Discriminant Analysis

Problem 12.1
Explore Variables:
(Linear) Discriminant Analysis:
Logistic Regression:

Problem 12.1

Objective: Distinguish personal loan Acceptors and Nonacceptors using discriminant analysis Read in UniversalBank.csv file:

# Read in file, keep only select variables
UniversalBank <- read.csv("/Users/Simbo/Desktop/School/STAT415/DMBA-R-datasets/UniversalBank.csv") %>%
                   dplyr::select(!c(ID, ZIP.Code))

Explore Variables:

Quantitative Variables:
- No difference between Acceptor and Nonacceptors’ Age/Experience.
- The average income of acceptors is much higher than nonacceptors
- The average CCAvg is much higher for acceptors than nonacceptors (but the standard deviation is large too).
- Also, the mortgage of acceptors is much higher than the nonacceptors (but the std. dev. is huge)

Loan_acceptors <- 
  UniversalBank[UniversalBank$Personal.Loan == 1,] %>% 
  dplyr::select(c(Age, Experience, Income, CCAvg, Mortgage))

Loan_acceptors <- 
  rbind(Mean = summarise_all(Loan_acceptors, mean), 
        Sd = summarise_all(Loan_acceptors, sd))

Loan_nonacceptors <- 
  UniversalBank[UniversalBank$Personal.Loan == 0,] %>% 
  dplyr::select(c(Age, Experience, Income, CCAvg, Mortgage))

Loan_nonacceptors <- 
  rbind(Mean = summarise_all(Loan_nonacceptors, mean), 
        Sd = summarise_all(Loan_nonacceptors, sd))

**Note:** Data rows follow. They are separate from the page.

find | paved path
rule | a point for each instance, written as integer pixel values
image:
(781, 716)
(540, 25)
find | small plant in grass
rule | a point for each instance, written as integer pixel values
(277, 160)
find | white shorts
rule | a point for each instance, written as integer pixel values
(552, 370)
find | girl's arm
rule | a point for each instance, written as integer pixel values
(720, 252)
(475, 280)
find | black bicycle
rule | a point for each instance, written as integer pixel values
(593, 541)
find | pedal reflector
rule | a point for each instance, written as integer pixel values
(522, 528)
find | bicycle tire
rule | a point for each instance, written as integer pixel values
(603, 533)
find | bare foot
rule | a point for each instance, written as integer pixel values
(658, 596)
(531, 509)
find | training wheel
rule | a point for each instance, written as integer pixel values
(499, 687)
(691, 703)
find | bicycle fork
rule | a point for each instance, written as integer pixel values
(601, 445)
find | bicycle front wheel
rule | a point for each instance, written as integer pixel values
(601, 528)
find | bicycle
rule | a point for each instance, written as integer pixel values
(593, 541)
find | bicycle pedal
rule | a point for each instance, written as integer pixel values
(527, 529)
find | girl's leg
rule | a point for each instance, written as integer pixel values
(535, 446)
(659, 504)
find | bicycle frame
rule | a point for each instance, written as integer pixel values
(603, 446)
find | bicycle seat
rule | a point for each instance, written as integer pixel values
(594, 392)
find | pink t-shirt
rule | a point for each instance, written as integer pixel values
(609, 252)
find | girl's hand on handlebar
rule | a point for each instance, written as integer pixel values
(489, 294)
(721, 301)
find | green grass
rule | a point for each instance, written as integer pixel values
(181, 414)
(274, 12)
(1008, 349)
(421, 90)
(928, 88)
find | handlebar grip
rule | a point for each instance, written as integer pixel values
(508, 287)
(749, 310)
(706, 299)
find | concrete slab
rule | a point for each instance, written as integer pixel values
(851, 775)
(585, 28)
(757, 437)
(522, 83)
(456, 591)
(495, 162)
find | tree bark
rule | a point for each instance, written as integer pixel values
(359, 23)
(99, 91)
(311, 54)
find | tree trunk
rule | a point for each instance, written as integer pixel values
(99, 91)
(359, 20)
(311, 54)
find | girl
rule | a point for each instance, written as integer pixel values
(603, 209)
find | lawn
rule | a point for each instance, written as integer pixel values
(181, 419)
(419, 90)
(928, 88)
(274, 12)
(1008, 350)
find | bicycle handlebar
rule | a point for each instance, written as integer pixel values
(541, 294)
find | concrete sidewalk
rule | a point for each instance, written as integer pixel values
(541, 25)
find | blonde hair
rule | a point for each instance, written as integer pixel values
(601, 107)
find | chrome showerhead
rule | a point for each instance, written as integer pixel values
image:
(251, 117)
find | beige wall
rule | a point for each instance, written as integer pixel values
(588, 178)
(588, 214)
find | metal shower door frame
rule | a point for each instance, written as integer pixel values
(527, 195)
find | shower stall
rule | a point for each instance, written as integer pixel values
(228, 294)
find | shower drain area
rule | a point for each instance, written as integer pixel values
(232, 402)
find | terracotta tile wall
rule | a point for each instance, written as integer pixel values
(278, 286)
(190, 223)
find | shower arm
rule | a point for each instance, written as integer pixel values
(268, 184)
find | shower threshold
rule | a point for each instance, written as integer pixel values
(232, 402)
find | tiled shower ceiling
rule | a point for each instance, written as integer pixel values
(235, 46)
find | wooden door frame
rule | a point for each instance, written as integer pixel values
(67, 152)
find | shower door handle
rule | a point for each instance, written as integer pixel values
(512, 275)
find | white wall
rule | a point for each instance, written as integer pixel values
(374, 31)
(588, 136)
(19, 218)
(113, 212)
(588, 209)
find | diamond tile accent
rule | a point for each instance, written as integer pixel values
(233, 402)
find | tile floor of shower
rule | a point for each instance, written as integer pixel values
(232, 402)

rbind(Accept = Loan_acceptors, Nonaccept = Loan_nonacceptors) %>% knitr::kable()

	Age	Experience	Income	CCAvg	Mortgage
Accept.Mean	45.06667	19.84375	144.74583	3.905354	100.84583
Accept.Sd	11.59096	11.58244	31.58443	2.097681	160.84786
Nonaccept.Mean	45.36726	20.13230	66.23739	1.729009	51.78938
Nonaccept.Sd	11.45043	11.45667	40.57853	1.567647	92.03893

Create Dummy Variables for Family Size and Education:

UniversalBank$Fam1 = 1*(UniversalBank$Family == 1)
UniversalBank$Fam2 = 1*(UniversalBank$Family == 2)
UniversalBank$Fam3 = 1*(UniversalBank$Family == 3)
UniversalBank$Fam4 = 1*(UniversalBank$Family == 4)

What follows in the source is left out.